Certain memories stand the test of time, some are lost altogether and others grow with time as you begin to understand the importance and gain new perspectives. I have a raft of memories of being creative during my childhood. Fun hours spent with paints or crayons. It was something that was encouraged and certainly what set me on my own path of creativity. But one story almost lost within the noise of activity and events of a happy childhood has now thunder-clapped its way forward into my present day. It’s how I first came across glass engraving.
I can remember sitting on the floor with my dad, I like to think it was on those long drawn out afternoons in the summer holidays or a rainy Saturday when we were idling time away. This particular afternoon was exciting because dad had come across a new gadget. To give some context my dad loved gadgets and tools. Most of them used once, if at all, but all were acquired with interest and curiosity. My childish memory from the time can’t recall the precedence of this gadget, or how we came to be sitting on the floor with it, but it was an engraver. From memory I now know it to have been a rather cumbersome Dremel-type drill. With an electric buzz it would allow the handler to scratch a drawing or names into the surface of different materials. Looking back this must have been a spontaneous purchase as there was no grand project in mind. Instead, and to my delight, we found things to graffiti from around the house and my dad let me be his partner in crime. We scanned the room and the house for different materials to test. Some too hard, some too shiny. We settled on my mums button tin. My mum, like all good sewers has a tin full of buttons, sequins and embellishments kept for ‘just in case’, and for the practicality of being able to mend missing buttons and keep clothes going. The button tin also was a place of delight in my childhood, shiny treasure lay inside and I loved counting and sorting the various button shapes. There must have been an element of mischievousness when, in our pursuit of things to engrave (scratch) we landed on mum’s button tin! But we had found what seemed to be an endless supply of material to test our new skill. We started doodling faces and names and squiggles and marks. We had lots of fun, but then we always did have lots of fun. I have no idea how long we spent in this activity. When we were finished, I took my favourite button and the rest of the newly decorated buttons went back in the tin. And that was that. I cannot recall ever seeing the engraver again. The button I liked best went in my jewellery box like all treasure important to a seven-year-old. That is where it stayed, it moved with me to university and then to my first home and still lives in my treasure box today.

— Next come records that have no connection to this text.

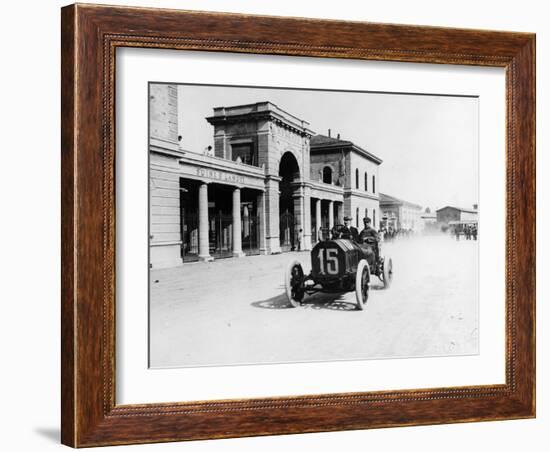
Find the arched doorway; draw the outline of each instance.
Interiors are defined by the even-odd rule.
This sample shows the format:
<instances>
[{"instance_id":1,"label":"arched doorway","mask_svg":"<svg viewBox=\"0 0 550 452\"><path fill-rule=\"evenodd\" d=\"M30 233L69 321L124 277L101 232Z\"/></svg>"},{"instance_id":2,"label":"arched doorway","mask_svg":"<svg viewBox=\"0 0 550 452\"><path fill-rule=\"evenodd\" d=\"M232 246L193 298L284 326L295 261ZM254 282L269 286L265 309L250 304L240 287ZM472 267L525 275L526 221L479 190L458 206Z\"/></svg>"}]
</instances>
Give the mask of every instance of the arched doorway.
<instances>
[{"instance_id":1,"label":"arched doorway","mask_svg":"<svg viewBox=\"0 0 550 452\"><path fill-rule=\"evenodd\" d=\"M279 237L281 251L295 250L297 247L298 225L301 223L296 219L295 200L293 198L295 187L293 182L300 180L300 167L296 157L291 152L285 152L279 163Z\"/></svg>"}]
</instances>

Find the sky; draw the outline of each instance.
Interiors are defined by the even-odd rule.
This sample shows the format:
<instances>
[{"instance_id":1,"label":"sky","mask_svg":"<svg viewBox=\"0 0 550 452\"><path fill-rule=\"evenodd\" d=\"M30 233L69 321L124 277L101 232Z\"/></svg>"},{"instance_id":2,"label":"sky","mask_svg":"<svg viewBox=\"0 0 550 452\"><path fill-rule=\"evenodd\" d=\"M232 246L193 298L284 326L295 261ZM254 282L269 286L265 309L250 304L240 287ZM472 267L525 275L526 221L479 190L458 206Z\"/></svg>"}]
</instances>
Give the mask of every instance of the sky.
<instances>
[{"instance_id":1,"label":"sky","mask_svg":"<svg viewBox=\"0 0 550 452\"><path fill-rule=\"evenodd\" d=\"M475 97L179 85L181 146L203 152L213 145L205 118L214 107L261 101L308 121L315 133L331 129L380 157L383 193L432 210L478 203Z\"/></svg>"}]
</instances>

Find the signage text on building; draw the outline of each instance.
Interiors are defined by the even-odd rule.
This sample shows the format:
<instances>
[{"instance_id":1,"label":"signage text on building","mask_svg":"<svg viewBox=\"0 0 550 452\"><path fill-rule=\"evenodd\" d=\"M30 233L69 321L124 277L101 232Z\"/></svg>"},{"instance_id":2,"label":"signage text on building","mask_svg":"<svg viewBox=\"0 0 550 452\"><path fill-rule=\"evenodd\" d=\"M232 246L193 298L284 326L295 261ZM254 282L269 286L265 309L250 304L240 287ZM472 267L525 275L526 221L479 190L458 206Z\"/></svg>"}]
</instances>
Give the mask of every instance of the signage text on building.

This could have been it. Except it wasn’t. This deeply personal story from my childhood lives on because years later I got my own gadget, my own engraver. Still not knowing quite what or why I might want it. I have the same love of gadgets and tools as my dad. I unboxed this basic hobby engraver and, in my studio, scanned for things I could graffiti, it was just as mischievous and delightful the second time around but no button tin for me to land on. I came across an old frame that I was no longer using and I used the engraver to scratch away at the glass. It worked; a little engraved feather scratched beautifully into the glass surface triggered that part of my brain where new ideas are created. I was hooked. I bought more of the cheap glass frames from Asda to practise on. I practised a lot, getting used to the weight of the machine in my hands and learning how to counteract the buzz to draw straight lines. I watched YouTube videos and googled the best ways to improve my skills. I followed my curiosity, grew my confidence and my understanding, and would now call myself a Glass Engraving Artist.
At some point along the way I was asked how I came to be engraving into glass. I said that I really like experimental drawing techniques and that engraving evolved out of my studio practice, true enough in itself. But when I thought about it, the memory of the button tin was rumbling in the background. It’s not that I had long forgotten about the afternoon, it was just so fragile a memory that if I didn’t still have my button, I wouldn’t have thought more of it. But my button was there and the thunder clap of the significance of the memory happened. I wrote an Instagram post about the button which my mum read. She never knew about mine and dad’s engraving escapade. She told me that over the years, when she had come to use a button from the tin, she would occasionally find ones with faces or marks on them. She would remove them half annoyed, half amused and put them to one side in a separate bag for safe keeping and there they stayed not thought of and unimportant. Reading my story, it all made sense and she remembered the bag of buttons with faces that she never understood but also never threw away. Another memory thunder clap happened for me, as she handed over a bag of buttons with faces on to me and gave me a full tangible link to my childhood and my dad. He passed away in 2013 and so cannot fill in the gaps in this story, that fragile memory cannot be elaborated on or explained, it belongs to me and strengthens every time I use my engraver.
There was no grandiose plan to build on the memory, it wasn’t the lynch- pin to me doing what I do but I love the way we can find these connections and with hindsight see the value and importance of smaller moments. I now have a connection to my dad that reaches through time and space and every time I pick up an engraver, that thunder clap of a memory takes me back to an afternoon spent drawing faces on buttons with my dad.